Investigators also performed an information value analysis to estimate the expected value of perfect information (EVPI). EVPI is the opportunity cost of being wrong in deciding to reimburse an intervention that appears to be cost-effective or not to reimburse an intervention that is not. Cost effective. An analysis using a threshold of €30,000 per QALY found that he had an EVPI of €246,139,079 for an erroneous decision not to redeem FLACS.

“A cost-effectiveness analysis of the FACT trial, like ours, also reported very small differences in costs,” the authors write. “All of these results are very consistent, with FLACS and PCS results very close to each other, always in favor of FLACS, which is an indication of the robustness of our results.”

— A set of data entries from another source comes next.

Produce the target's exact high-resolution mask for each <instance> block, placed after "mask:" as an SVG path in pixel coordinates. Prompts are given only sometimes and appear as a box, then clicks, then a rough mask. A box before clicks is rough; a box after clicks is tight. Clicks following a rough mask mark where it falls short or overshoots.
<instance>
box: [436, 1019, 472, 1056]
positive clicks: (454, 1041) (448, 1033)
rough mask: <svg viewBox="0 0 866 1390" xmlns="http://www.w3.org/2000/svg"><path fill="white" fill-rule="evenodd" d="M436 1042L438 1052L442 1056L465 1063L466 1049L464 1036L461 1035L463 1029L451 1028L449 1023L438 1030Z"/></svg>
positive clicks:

“We believe that the EVPI of around 250 million euros fully justifies the budget investment in developing more efficient lasers before the widespread use of this technology,” they added.

  • author['full_name']

    Charles Bankhead is Senior Editor in Oncology and also has urology, dermatology, and ophthalmology. In 2007 he joined MedPage Today. follow


This research was supported by the French Ministry of Social Affairs and Health.

Benard reported no industry affiliation.

Shine reported no industry affiliation.

Primary information

JAMA Ophthalmology

Source references: Bénard A, et al “Cost utility of the value of information analysis for femtosecond laser-assisted cataract surgery” JAMA Ophysicalmol 2023; DOI: 10.1001/jamaophysicalmol.2023.1716.

secondary source

JAMA Ophthalmology

Source Reference: Schein OD, “Femtosecond Laser-Assisted Cataract Surgery — Conclusive Evidence for Lack of Incremental Value” JAMA Ophthalmology 2023; DOI: 10.1001/jamaophysicalmol.2023.1828.